Debbs brought out his fifteen-year-old malt whisky and they all drank to the death of O’Brien and anyone else who got in the way; Debbs, mouth dry at what he was toasting, didn’t waste the whisky as it went down. He knew the dangers of his being implicated in the murder of O’Brien: the police would trace some connection through the already dead Gotti. But he could not withdraw: he was more afraid of these men than of the police. He knew he was expendable, just like O’Brien.
Then the visitors left one by one, Jack Aldwych going first, as befitted an emperor. Debbs walked out of the front door with him. The house was a long way from the road and hidden by a grove of English oaks; here in the cool, often very cold southern highlands, European trees flourished. The trees gave Arnold Debbs the privacy he wanted, especially today.
“I’m worried, Jack. I keep hearing things about what’s going on at the NCSC. O’Brien’s being heard in camera, but I’ve had a few leaks. He hasn’t mentioned us by name yet, but he’s given them a few hints. I think he’s trying to get some sort of deal with them.”

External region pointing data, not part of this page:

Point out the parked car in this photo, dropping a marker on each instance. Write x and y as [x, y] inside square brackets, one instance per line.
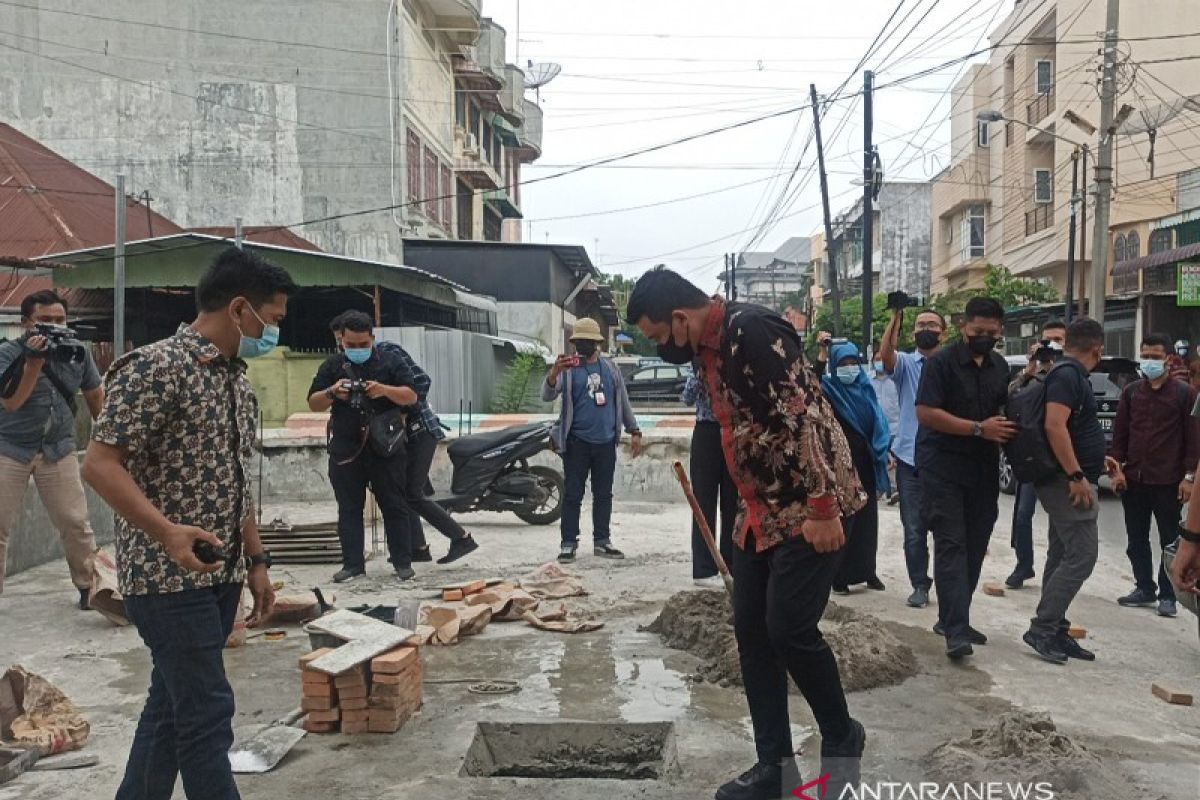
[660, 383]
[1109, 379]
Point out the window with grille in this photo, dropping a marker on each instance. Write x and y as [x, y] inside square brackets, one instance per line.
[1043, 186]
[414, 167]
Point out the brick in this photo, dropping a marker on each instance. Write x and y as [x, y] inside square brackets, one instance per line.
[331, 715]
[317, 703]
[1169, 696]
[319, 690]
[307, 659]
[395, 661]
[353, 692]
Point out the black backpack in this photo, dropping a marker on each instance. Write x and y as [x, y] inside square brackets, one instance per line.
[1029, 452]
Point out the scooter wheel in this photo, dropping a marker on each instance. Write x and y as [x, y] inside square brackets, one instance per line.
[550, 511]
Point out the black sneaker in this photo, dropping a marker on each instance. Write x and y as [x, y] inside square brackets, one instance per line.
[606, 551]
[1073, 649]
[762, 782]
[918, 599]
[958, 649]
[973, 636]
[1018, 578]
[1138, 597]
[459, 548]
[348, 573]
[1047, 648]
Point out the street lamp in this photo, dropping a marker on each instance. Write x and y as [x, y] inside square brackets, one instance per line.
[996, 116]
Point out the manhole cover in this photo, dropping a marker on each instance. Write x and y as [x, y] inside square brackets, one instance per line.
[565, 750]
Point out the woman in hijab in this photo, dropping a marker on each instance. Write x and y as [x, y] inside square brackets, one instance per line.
[855, 403]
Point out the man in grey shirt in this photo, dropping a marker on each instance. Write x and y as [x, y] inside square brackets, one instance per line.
[37, 434]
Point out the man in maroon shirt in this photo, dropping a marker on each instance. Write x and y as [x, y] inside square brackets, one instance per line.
[1156, 445]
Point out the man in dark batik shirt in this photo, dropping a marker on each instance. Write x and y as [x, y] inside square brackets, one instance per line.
[791, 464]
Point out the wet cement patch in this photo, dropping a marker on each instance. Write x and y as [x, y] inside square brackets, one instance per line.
[868, 654]
[573, 750]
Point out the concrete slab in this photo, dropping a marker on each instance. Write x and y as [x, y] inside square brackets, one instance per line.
[623, 674]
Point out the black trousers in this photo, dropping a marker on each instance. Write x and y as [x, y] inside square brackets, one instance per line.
[1143, 501]
[778, 600]
[385, 476]
[421, 449]
[961, 518]
[714, 488]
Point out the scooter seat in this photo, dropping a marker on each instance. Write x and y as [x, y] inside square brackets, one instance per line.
[468, 446]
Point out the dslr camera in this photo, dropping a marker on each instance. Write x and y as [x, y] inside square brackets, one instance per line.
[900, 300]
[61, 343]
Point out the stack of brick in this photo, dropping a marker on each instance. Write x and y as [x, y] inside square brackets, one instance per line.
[377, 698]
[396, 689]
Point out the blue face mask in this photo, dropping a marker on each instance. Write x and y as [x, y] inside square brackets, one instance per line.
[359, 355]
[1152, 370]
[252, 348]
[849, 374]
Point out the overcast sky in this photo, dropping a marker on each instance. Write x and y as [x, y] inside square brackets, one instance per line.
[642, 72]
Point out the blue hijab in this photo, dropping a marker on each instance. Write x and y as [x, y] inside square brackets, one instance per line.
[858, 407]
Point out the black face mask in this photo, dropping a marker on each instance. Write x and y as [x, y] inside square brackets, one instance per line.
[672, 353]
[982, 344]
[925, 340]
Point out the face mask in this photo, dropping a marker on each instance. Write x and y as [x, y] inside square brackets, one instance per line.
[849, 374]
[927, 340]
[982, 344]
[252, 348]
[359, 355]
[1152, 370]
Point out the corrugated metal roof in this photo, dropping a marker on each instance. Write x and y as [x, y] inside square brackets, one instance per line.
[51, 205]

“Are they likely to give him one?” Aldwych shivered in the cold air.
“I don’t think so. They’re not like the Crime Authority, they’re not after chaps like you.” Aldwych looked at him and Debbs shivered, but inside. “You know what I mean, Jack.”
“Sure. Sure I do, Arnie.” He pressed Debbs’ plump shoulder; he was an old man but his grip felt like that of a young thug. “All you gotta do is not lose your nerve. We’ll come outa this okay. I ain’t lived this long to be chopped down by some little piss-ant like O’Brien.”
He walked across to his car, a modest dark blue Toyota, and got in beside his son, who was his father’s driver and minder. He waved a big hand to Debbs and the Toyota went away down the long drive and disappeared past the grove of trees.
The other three men left at intervals of two minutes, like starters in a motor rally. Lango went first in his gold Mercedes, driven by his son Billy; Pelong went off in a white Rolls-Royce, driving himself; and Leslie Chung got into his small BMW. He looked out at Debbs.
“You didn’t choose well, Arnold, when you recommended us to Mr. O’Brien.”
“I thought he was on the up-and-up—I had no idea—”
“No, I don’t mean him. I meant our associates—particularly that dumb son-of-a-bitch Pelong.” For a moment the soft voice hardened, had a razor’s edge to it. “He advertises everything—that Rolls, for instance. I don’t know how he has lasted as long as he has. I’m afraid that if we don’t dispose of Mr. O’Brien very soon, Pelong will go after him himself. Then God knows what will come out into the open.”
“Perhaps you should have him disposed of,” Debbs heard himself say.
“It may be necessary,” said Chung, starting up the engine. “But I never expected you, of all people, Arnold, to suggest it.”